Reputation: 2143
Consider having a workshop
table with the following records:
id | name |
---|---|
1 | Epic Car Repairs |
2 | Car Care Workshop - Alpha |
3 | Car Care Workshop - Bravo |
4 | Car Care Workshop - Charlie |
5 | Bosch Car Service Centre |
Assume all the Car Care Workshop
's with id
's 2
, 3
, 4
are part of a franchise. If I have a list of quotes submitted by all of these workshops (assume each of the 5 workshops submitted 1 quote) and assume I have a list of id's for each workshop in the franchise, how do I go about counting the quotes in linq so that all the quotes of the the franchisee workshops count as only 1?
quotes.Count()
gives a value of 5
quotes.Count('somehow identify distinct franchises')
should give a value of 3
Upvotes: 0
Views: 44
Reputation: 2191
First you need to decide on a way to uniquely identify distinct values, for example name up to the first dash (-). Then you can count distinct values based on this property.
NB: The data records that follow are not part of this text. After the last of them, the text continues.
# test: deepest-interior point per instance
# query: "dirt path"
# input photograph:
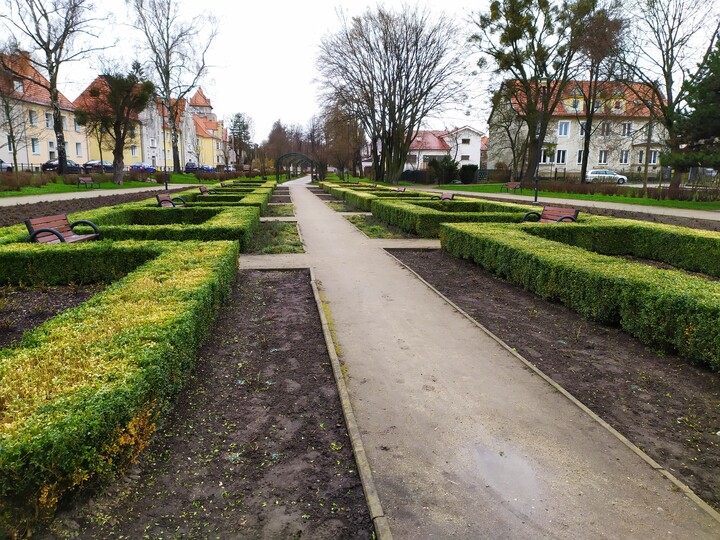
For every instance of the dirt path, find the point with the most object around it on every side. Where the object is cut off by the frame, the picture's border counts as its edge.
(256, 446)
(668, 408)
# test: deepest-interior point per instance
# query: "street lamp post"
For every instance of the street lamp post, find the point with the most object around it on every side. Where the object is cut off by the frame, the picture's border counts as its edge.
(543, 86)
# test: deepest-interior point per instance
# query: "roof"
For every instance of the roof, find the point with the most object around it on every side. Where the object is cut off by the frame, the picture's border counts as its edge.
(204, 128)
(429, 140)
(35, 85)
(616, 98)
(89, 102)
(199, 99)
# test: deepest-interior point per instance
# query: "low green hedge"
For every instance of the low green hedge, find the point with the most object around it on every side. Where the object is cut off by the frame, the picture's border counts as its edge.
(664, 309)
(694, 250)
(82, 393)
(424, 217)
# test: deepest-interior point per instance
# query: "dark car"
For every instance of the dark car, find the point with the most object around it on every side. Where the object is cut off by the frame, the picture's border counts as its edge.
(70, 166)
(143, 167)
(95, 165)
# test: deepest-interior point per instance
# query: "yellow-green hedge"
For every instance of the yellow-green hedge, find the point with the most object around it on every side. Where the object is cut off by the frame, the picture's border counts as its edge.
(82, 392)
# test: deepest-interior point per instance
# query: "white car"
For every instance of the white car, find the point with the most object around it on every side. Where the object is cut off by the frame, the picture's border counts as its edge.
(604, 175)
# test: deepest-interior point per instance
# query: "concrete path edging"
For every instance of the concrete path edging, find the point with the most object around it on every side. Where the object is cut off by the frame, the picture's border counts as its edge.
(380, 522)
(650, 461)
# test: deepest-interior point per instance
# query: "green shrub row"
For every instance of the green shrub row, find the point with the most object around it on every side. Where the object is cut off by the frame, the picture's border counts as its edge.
(424, 217)
(82, 392)
(694, 250)
(664, 309)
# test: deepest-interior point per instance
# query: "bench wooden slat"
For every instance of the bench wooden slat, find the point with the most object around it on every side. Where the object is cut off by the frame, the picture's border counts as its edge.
(60, 224)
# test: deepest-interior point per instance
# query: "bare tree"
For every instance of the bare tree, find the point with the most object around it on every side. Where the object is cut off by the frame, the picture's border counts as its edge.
(12, 118)
(52, 30)
(533, 43)
(670, 48)
(177, 51)
(391, 70)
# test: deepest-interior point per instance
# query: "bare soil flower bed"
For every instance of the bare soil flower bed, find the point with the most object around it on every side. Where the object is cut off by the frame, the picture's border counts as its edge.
(668, 408)
(256, 446)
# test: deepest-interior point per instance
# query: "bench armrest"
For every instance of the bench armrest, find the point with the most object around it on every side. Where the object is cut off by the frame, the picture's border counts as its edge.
(86, 222)
(46, 229)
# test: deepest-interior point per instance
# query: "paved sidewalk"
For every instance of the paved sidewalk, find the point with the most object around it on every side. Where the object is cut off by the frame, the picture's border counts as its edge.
(463, 439)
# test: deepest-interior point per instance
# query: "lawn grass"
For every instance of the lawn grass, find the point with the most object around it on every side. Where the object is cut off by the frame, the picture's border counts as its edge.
(374, 228)
(495, 188)
(275, 237)
(58, 187)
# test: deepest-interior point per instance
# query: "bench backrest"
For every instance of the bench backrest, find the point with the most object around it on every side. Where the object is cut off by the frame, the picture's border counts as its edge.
(164, 199)
(59, 222)
(554, 213)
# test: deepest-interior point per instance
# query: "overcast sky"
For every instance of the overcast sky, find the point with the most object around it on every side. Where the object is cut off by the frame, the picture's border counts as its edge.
(263, 60)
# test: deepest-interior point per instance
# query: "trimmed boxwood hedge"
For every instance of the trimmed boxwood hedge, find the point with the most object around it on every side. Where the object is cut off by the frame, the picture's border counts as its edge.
(695, 250)
(664, 309)
(424, 217)
(82, 392)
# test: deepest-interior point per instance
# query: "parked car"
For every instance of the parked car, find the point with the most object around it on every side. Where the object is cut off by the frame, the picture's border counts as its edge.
(605, 175)
(144, 167)
(95, 165)
(70, 166)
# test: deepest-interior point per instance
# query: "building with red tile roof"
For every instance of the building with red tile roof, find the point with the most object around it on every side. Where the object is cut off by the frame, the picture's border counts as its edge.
(37, 141)
(624, 136)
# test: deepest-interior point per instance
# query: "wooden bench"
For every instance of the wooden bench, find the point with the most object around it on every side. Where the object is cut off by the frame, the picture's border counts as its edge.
(511, 186)
(553, 214)
(87, 181)
(57, 229)
(164, 199)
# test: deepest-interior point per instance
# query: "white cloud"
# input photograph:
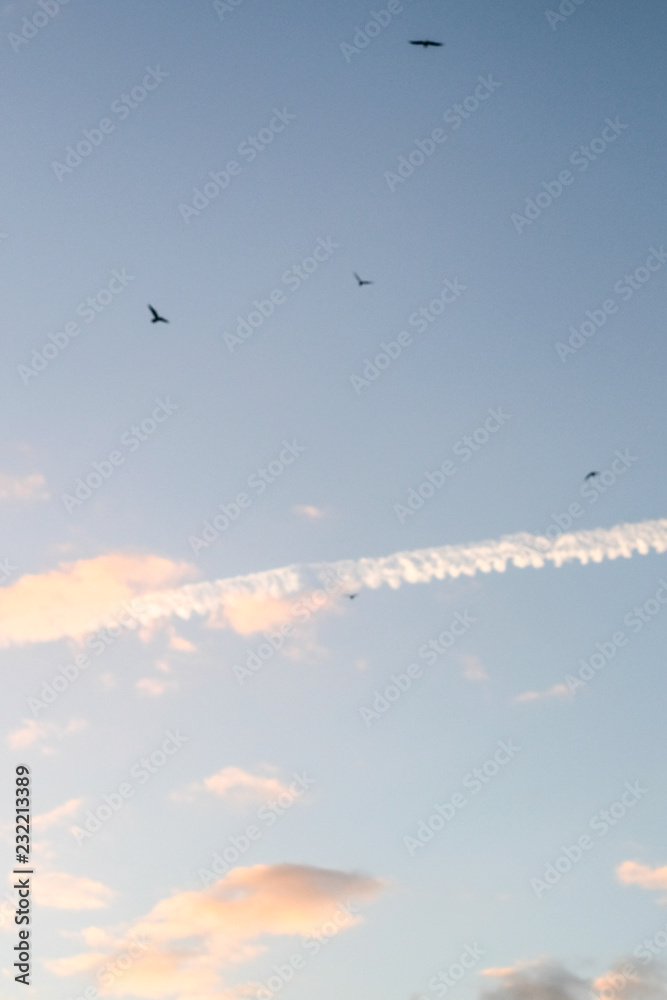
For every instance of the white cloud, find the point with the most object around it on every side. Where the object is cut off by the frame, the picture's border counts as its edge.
(557, 691)
(57, 815)
(27, 488)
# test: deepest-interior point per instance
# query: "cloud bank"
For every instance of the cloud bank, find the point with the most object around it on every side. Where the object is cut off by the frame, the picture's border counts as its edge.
(80, 597)
(420, 566)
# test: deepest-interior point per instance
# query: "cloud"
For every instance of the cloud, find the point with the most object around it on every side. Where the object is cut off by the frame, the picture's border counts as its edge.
(238, 785)
(192, 939)
(247, 613)
(180, 643)
(33, 731)
(258, 600)
(308, 511)
(76, 598)
(27, 488)
(63, 891)
(79, 597)
(545, 979)
(473, 668)
(57, 815)
(154, 687)
(625, 982)
(633, 873)
(557, 691)
(541, 979)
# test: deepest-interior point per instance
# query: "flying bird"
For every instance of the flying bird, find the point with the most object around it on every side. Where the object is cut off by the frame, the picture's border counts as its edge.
(156, 317)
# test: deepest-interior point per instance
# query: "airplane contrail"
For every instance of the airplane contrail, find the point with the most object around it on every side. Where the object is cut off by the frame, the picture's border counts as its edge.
(419, 566)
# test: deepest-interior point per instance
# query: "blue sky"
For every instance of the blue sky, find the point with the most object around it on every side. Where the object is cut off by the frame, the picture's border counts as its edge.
(327, 179)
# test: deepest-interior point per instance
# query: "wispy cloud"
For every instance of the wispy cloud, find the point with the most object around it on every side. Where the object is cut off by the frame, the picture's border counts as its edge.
(237, 785)
(546, 979)
(634, 873)
(32, 732)
(25, 488)
(193, 938)
(231, 599)
(57, 815)
(309, 512)
(62, 891)
(473, 668)
(77, 597)
(556, 691)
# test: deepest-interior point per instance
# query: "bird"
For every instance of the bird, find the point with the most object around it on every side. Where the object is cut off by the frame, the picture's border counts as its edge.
(156, 317)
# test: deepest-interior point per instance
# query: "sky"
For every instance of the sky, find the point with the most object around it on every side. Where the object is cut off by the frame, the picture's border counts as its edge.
(334, 673)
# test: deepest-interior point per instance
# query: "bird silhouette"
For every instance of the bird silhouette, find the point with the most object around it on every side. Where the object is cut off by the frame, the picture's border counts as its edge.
(360, 281)
(156, 317)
Perhaps something like this;
private class Workshop
{
public Workshop(int id, string name)
{
Id = id;
Name = name;
}
public int Id { get; }
public string Name { get; }
public string UniqueName => Name.Split('-').First().Trim();
}
I like to use a helper extension method so that I can get distinct values by a specific property / method.
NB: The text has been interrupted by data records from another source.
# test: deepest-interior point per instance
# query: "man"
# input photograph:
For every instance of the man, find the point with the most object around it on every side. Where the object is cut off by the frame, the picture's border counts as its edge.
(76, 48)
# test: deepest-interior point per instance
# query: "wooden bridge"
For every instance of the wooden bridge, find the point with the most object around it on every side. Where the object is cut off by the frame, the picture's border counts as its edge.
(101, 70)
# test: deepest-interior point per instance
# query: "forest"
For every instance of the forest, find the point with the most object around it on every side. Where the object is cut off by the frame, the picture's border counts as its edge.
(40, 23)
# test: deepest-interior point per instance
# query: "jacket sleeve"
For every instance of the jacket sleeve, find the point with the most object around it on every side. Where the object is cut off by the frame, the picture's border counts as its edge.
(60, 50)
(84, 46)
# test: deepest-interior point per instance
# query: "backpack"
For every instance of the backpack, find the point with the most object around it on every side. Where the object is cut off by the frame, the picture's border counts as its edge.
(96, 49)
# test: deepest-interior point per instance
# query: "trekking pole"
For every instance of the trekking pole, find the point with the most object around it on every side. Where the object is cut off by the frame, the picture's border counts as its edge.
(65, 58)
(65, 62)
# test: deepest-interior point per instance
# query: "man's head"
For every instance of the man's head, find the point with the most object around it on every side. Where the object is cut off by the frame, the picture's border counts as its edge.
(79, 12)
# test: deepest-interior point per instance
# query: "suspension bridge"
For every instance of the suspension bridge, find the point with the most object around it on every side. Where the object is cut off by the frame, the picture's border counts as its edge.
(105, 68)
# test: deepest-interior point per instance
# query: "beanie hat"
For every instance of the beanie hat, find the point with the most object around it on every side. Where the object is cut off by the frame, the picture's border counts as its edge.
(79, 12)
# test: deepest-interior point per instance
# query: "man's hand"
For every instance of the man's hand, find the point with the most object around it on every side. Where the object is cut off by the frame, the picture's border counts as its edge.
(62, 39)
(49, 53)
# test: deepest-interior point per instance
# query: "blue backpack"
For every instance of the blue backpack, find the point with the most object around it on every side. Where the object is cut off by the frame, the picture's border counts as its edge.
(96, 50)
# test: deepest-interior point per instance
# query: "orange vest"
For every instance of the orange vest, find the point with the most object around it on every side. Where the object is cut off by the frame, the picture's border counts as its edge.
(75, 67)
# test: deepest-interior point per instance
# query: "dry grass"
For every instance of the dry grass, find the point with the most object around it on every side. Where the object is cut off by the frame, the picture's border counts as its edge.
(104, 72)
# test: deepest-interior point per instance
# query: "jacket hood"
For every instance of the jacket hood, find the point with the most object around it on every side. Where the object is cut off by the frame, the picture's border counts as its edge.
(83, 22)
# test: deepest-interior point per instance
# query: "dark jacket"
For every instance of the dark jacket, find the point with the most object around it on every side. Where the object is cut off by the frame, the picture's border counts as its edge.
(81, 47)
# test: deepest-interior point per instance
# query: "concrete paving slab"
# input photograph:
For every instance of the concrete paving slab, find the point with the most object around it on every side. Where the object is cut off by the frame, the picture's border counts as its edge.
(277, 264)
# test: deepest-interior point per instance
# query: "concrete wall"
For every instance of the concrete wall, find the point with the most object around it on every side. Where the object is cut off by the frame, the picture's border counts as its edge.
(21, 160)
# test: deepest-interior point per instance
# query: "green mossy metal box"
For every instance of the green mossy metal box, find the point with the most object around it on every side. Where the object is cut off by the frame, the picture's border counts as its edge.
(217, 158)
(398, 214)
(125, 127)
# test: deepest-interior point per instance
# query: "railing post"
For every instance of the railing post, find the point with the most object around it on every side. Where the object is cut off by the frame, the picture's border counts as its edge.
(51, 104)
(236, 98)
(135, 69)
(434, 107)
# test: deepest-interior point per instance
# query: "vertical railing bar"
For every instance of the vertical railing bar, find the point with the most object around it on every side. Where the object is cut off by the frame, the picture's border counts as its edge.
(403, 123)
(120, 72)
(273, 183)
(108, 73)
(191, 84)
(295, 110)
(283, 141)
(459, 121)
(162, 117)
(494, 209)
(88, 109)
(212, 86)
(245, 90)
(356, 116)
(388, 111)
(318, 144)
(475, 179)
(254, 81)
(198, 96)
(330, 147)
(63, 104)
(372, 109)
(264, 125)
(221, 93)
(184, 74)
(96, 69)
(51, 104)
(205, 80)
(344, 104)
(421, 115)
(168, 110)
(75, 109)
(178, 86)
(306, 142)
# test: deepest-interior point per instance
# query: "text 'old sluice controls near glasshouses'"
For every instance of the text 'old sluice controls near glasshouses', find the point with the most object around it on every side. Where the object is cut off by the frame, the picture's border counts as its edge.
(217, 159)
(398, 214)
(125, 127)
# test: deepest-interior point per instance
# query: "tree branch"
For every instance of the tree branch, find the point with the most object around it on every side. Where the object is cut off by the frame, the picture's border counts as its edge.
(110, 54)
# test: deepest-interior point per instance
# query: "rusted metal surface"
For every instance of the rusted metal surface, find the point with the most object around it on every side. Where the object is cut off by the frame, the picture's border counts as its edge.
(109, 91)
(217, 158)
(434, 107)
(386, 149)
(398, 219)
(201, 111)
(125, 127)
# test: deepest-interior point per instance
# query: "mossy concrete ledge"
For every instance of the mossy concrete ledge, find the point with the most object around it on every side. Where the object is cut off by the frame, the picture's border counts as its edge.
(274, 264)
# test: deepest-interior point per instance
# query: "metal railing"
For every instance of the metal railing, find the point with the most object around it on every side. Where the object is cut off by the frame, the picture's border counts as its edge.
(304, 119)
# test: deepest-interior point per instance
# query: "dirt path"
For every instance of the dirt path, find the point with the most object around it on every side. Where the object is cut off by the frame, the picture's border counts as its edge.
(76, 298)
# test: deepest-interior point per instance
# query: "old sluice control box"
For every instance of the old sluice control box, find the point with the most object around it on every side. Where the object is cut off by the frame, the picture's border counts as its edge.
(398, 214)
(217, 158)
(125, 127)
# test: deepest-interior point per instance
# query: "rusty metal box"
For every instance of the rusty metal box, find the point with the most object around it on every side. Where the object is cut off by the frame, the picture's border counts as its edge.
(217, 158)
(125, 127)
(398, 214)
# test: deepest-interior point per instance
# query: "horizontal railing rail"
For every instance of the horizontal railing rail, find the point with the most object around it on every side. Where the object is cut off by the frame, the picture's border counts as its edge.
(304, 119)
public static IEnumerable<T> DistinctBy<T, T2>(this ICollection<T> collection, Func<T, T2> selector)
{
return collection.GroupBy(selector).Select(x => x.First());
}
Your scenario;
[Test]
public void DistinctBy_works()
{
ICollection<Workshop> collection = new List<Workshop>();
collection.Add(new Workshop(1, "Epic Car Repairs"));
collection.Add(new Workshop(2, "Car Care Workshop - Alpha"));
collection.Add(new Workshop(3, "Car Care Workshop - Bravo"));
collection.Add(new Workshop(4, "Car Care Workshop - Charlie"));
collection.Add(new Workshop(5, "Bosch Car Service Centre"));
var result = collection.DistinctBy(x => x.UniqueName).ToList();
result.Count.Should().Be(3);
result[0].Id.Should().Be(1);
result[1].Id.Should().Be(2);
result[2].Id.Should().Be(5);
}
Upvotes: 2